Pour ou contre le train ?


La soif du rail à partir de la fin du XIXe siècle

    La soif du rail grandit à la fin du XIXe siècle et au début du suivant. Les municipalités envoient des vœux pathétiques et répétés aux conseils généraux. Chaque village veut sa voie ferrée et sa gare. Incapables de satisfaire financièrement à toutes ces demandes, les conseillers généraux sont contraints d’établir un schéma de lignes prioritaires. En Haute-Normandie, les projets avortés se révèlent finalement plus nombreux que les réalisations.

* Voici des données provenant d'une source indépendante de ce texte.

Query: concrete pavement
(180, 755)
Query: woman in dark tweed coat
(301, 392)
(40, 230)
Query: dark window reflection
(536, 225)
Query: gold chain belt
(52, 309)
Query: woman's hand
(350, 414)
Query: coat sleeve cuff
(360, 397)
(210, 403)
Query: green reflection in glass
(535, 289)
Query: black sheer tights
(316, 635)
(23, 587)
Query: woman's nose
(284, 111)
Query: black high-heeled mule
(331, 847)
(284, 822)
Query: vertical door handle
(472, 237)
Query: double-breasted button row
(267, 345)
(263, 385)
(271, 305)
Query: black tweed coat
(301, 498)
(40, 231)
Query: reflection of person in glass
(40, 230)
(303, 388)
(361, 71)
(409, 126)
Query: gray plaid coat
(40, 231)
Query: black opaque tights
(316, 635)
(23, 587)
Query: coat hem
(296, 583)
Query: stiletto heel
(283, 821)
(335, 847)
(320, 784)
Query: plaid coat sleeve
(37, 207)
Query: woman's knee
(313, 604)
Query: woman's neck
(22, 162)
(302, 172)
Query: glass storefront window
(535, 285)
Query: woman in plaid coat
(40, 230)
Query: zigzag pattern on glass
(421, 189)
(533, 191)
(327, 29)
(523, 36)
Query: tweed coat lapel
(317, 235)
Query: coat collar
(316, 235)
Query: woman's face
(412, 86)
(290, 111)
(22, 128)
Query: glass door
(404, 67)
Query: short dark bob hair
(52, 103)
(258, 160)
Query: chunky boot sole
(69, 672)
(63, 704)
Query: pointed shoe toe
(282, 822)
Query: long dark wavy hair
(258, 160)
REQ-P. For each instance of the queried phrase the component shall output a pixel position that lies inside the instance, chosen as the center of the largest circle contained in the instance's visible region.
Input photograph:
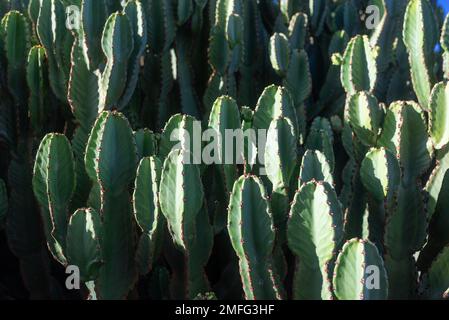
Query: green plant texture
(110, 159)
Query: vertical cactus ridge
(314, 166)
(444, 43)
(93, 18)
(179, 132)
(319, 139)
(16, 37)
(181, 181)
(281, 153)
(314, 230)
(297, 30)
(147, 211)
(405, 134)
(439, 115)
(83, 91)
(111, 154)
(436, 180)
(53, 185)
(134, 11)
(84, 243)
(250, 227)
(111, 161)
(280, 53)
(365, 116)
(51, 30)
(274, 102)
(35, 73)
(359, 71)
(146, 143)
(380, 173)
(225, 115)
(354, 264)
(420, 37)
(117, 43)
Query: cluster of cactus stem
(347, 198)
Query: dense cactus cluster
(104, 105)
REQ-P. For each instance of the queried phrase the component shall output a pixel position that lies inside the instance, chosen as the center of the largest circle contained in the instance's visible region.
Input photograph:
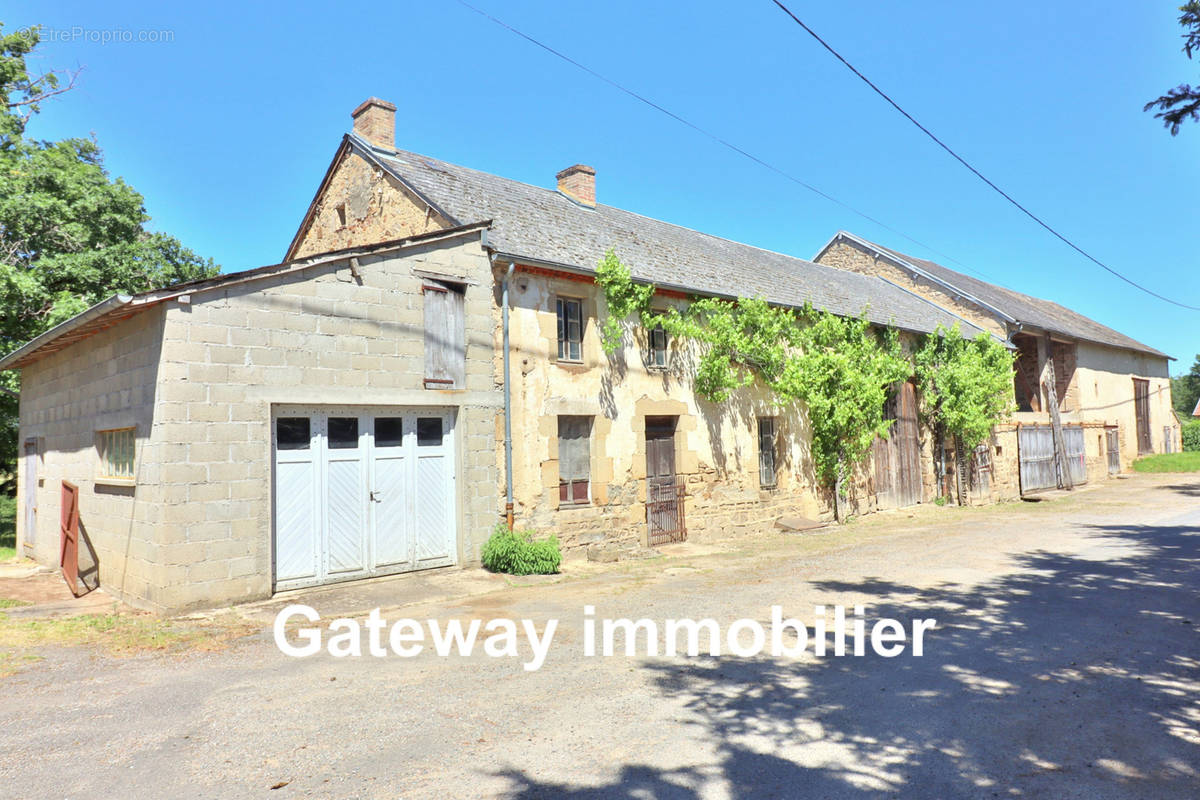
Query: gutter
(77, 322)
(508, 395)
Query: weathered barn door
(1113, 443)
(1077, 453)
(1036, 456)
(898, 457)
(1141, 410)
(664, 491)
(1035, 447)
(29, 491)
(363, 492)
(69, 529)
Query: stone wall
(316, 336)
(67, 397)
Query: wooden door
(29, 492)
(898, 457)
(69, 530)
(664, 492)
(1141, 410)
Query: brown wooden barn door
(1141, 410)
(69, 529)
(664, 492)
(907, 437)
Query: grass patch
(117, 633)
(1183, 462)
(7, 528)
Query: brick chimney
(579, 182)
(375, 120)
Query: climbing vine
(966, 383)
(840, 367)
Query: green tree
(840, 367)
(1186, 391)
(966, 384)
(70, 235)
(1182, 102)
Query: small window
(389, 431)
(767, 452)
(570, 330)
(574, 459)
(292, 433)
(343, 432)
(429, 432)
(115, 450)
(658, 347)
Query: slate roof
(1030, 311)
(541, 224)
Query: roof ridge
(603, 205)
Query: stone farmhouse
(426, 360)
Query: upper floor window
(445, 348)
(570, 329)
(767, 452)
(115, 451)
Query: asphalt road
(1066, 663)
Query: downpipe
(508, 398)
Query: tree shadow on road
(1069, 677)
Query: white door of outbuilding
(361, 493)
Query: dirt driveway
(1066, 663)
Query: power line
(712, 136)
(973, 170)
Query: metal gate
(1113, 443)
(361, 493)
(665, 492)
(1037, 461)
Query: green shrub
(1192, 434)
(517, 552)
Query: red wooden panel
(69, 530)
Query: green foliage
(1191, 433)
(70, 235)
(7, 528)
(1182, 103)
(838, 366)
(1185, 462)
(966, 384)
(623, 296)
(1186, 390)
(517, 552)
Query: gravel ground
(1066, 663)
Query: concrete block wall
(317, 336)
(105, 382)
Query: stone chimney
(579, 182)
(375, 120)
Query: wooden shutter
(767, 452)
(445, 348)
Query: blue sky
(228, 127)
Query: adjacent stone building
(1113, 394)
(342, 414)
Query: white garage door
(360, 493)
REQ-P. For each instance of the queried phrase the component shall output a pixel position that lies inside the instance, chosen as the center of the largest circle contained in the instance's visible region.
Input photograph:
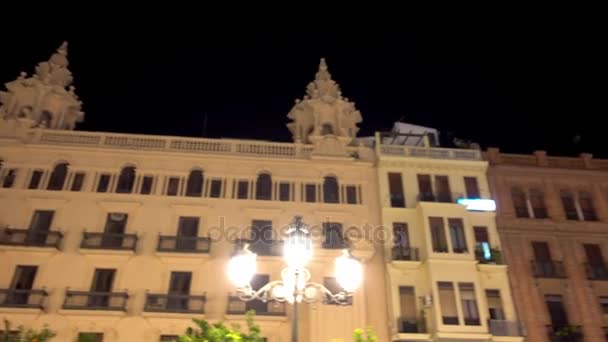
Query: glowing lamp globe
(349, 272)
(241, 268)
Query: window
(9, 179)
(471, 187)
(604, 304)
(194, 186)
(351, 194)
(216, 188)
(334, 237)
(172, 186)
(469, 304)
(537, 200)
(425, 188)
(90, 337)
(444, 193)
(330, 190)
(23, 280)
(334, 287)
(126, 180)
(242, 189)
(58, 177)
(263, 187)
(569, 205)
(495, 305)
(35, 180)
(459, 242)
(586, 203)
(519, 202)
(311, 193)
(77, 182)
(284, 191)
(395, 185)
(439, 241)
(146, 185)
(447, 303)
(104, 183)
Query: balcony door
(179, 288)
(187, 232)
(103, 281)
(23, 281)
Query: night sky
(521, 83)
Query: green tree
(25, 335)
(219, 332)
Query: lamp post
(295, 286)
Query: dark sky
(520, 82)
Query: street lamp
(295, 286)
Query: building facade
(126, 237)
(444, 274)
(552, 218)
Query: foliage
(218, 332)
(25, 335)
(367, 335)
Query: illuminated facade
(126, 237)
(445, 279)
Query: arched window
(126, 180)
(327, 128)
(194, 186)
(330, 190)
(263, 187)
(58, 176)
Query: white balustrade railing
(430, 152)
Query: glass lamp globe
(241, 268)
(349, 272)
(297, 250)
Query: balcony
(183, 244)
(86, 300)
(175, 303)
(261, 247)
(403, 253)
(548, 269)
(412, 326)
(596, 271)
(22, 299)
(31, 238)
(236, 306)
(499, 327)
(566, 333)
(124, 242)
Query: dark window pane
(330, 190)
(216, 188)
(35, 180)
(351, 194)
(78, 181)
(472, 188)
(58, 177)
(243, 190)
(263, 187)
(172, 186)
(311, 193)
(146, 185)
(395, 185)
(104, 183)
(284, 193)
(126, 180)
(194, 186)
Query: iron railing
(30, 238)
(184, 244)
(175, 303)
(88, 300)
(26, 299)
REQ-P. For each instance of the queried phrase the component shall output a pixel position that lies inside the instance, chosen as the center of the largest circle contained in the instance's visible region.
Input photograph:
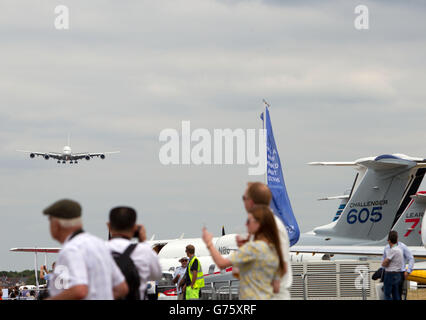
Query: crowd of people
(91, 268)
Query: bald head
(257, 193)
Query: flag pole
(266, 105)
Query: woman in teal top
(260, 262)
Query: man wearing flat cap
(85, 268)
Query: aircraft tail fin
(409, 223)
(380, 190)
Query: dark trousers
(391, 285)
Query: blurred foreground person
(137, 261)
(85, 268)
(260, 262)
(258, 193)
(194, 278)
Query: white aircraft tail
(380, 194)
(409, 223)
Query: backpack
(128, 268)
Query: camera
(136, 235)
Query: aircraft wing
(53, 155)
(82, 155)
(341, 164)
(418, 252)
(44, 250)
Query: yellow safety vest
(199, 283)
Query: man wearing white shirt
(85, 268)
(123, 227)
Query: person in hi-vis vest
(194, 275)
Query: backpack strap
(129, 249)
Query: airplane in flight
(67, 155)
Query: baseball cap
(64, 209)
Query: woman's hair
(268, 229)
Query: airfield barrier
(322, 280)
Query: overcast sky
(126, 70)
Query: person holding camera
(138, 262)
(84, 268)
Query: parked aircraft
(67, 154)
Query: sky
(125, 71)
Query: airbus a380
(67, 155)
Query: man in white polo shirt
(85, 268)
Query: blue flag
(280, 202)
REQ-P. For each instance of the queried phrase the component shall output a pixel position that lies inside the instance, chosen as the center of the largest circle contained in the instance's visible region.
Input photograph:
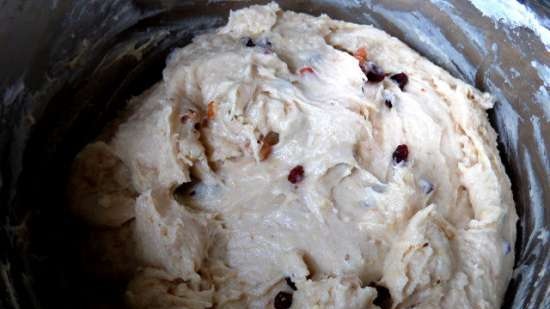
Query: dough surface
(271, 159)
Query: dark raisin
(249, 43)
(290, 283)
(283, 300)
(373, 72)
(383, 296)
(401, 79)
(401, 153)
(271, 138)
(296, 174)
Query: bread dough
(269, 153)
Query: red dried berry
(283, 300)
(373, 72)
(401, 153)
(296, 174)
(401, 79)
(249, 42)
(305, 70)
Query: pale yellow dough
(238, 227)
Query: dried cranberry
(271, 138)
(296, 174)
(373, 72)
(249, 43)
(360, 54)
(290, 283)
(401, 79)
(283, 300)
(401, 153)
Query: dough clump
(291, 160)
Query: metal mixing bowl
(68, 66)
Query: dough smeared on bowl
(294, 161)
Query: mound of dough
(294, 161)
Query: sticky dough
(196, 205)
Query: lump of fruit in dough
(168, 236)
(100, 190)
(154, 288)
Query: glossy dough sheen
(436, 229)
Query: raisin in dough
(199, 171)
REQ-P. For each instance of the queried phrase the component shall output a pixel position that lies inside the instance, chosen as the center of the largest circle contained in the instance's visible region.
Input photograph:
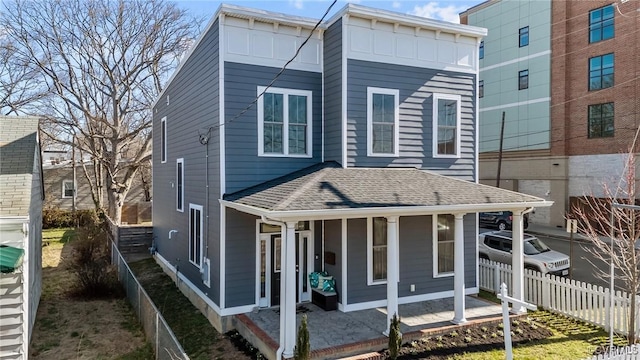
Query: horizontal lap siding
(333, 92)
(333, 243)
(240, 259)
(191, 110)
(416, 86)
(416, 259)
(243, 166)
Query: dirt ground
(68, 328)
(474, 339)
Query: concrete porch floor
(334, 334)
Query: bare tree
(595, 221)
(104, 61)
(19, 83)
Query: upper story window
(67, 189)
(524, 36)
(443, 242)
(284, 122)
(601, 72)
(180, 184)
(383, 119)
(601, 120)
(163, 139)
(446, 125)
(523, 79)
(601, 25)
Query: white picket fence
(572, 298)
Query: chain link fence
(157, 331)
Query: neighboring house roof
(327, 189)
(18, 146)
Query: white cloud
(298, 4)
(433, 10)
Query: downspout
(281, 342)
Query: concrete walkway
(335, 329)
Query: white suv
(497, 245)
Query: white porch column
(288, 291)
(458, 270)
(517, 261)
(392, 270)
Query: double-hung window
(163, 140)
(67, 189)
(601, 72)
(195, 234)
(601, 26)
(523, 36)
(601, 120)
(443, 245)
(180, 184)
(284, 122)
(446, 125)
(383, 116)
(523, 79)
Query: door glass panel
(277, 254)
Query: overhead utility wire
(204, 138)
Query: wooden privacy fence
(560, 295)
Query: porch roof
(328, 190)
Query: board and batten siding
(416, 87)
(240, 252)
(244, 168)
(190, 105)
(333, 92)
(416, 260)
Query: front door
(271, 263)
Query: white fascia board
(409, 20)
(326, 214)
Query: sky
(440, 10)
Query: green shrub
(91, 263)
(302, 350)
(53, 218)
(395, 337)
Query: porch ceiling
(327, 189)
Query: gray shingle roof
(329, 186)
(18, 146)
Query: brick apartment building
(566, 74)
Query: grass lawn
(571, 339)
(72, 328)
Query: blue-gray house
(359, 159)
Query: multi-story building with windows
(565, 74)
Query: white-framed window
(377, 250)
(446, 125)
(195, 234)
(443, 245)
(284, 122)
(163, 140)
(67, 189)
(383, 121)
(180, 184)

La gare de Cormeilles (Eure)
Le bourg animé de Cormeilles était autrefois desservi par un tramway. Les habitants pouvaient ainsi se rendre jusqu'à la ville de Bernay


   Quand enfin le train devient réalité, les manifestations d’allégresse se multiplient : le 20 février 1898, l’inauguration solennelle de la ligne Fécamp-Dieppe donne lieu à Luneray à une fête pour laquelle sont requis musiciens et sapeurs-pompiers. Plusieurs salves d’artillerie sont tirées à l’arrivée et au départ du train, sous l’œil du conseil municipal rassemblé sur le quai. De même, l’inauguration de la courte ligne Montérolier/Buchy-Saint-Saens est ponctuée par l’aubade de la fanfare locale. Au terminus, la population se masse autour de la station. Les compliments, les remerciements fusent aux concepteurs de la voie. Le toast est porté à l’avenir prospère de la ligne et du canton. Un feu d’artifice conclue la journée. Le Journal de Rouen du 14 octobre 1900 note « la joie qui illuminait tous les visages » et « les acclamations qui retentissaient de toutes part ». A Bacqueville-en-Caux, il y a « affluence sur le quai de la gare et les bambins du bourg ne sont pas les derniers à s’approcher de la locomotive qu’ils inspectent consciencieusement » remarque le même journal le 26 avril 1913. Le train est ici un tramway.

    On perçoit très bien dans certains témoignages l’impatience suscitée par le transport à vapeur. Un habitant de Rolleville, près du Havre, Victor PETITPAS raconte : « le 14 avril 1896, le premier train de voyageur part de notre gare. Ce jour-là, apprenant qu’un train était en partance, les voyageurs qui venaient de Gonneville et allaient à Montivilliers par le vieil omnibus que des générations avaient vu passer dans un tourbillon de poussières, lâchèrent chevaux, bœufs et conducteurs ».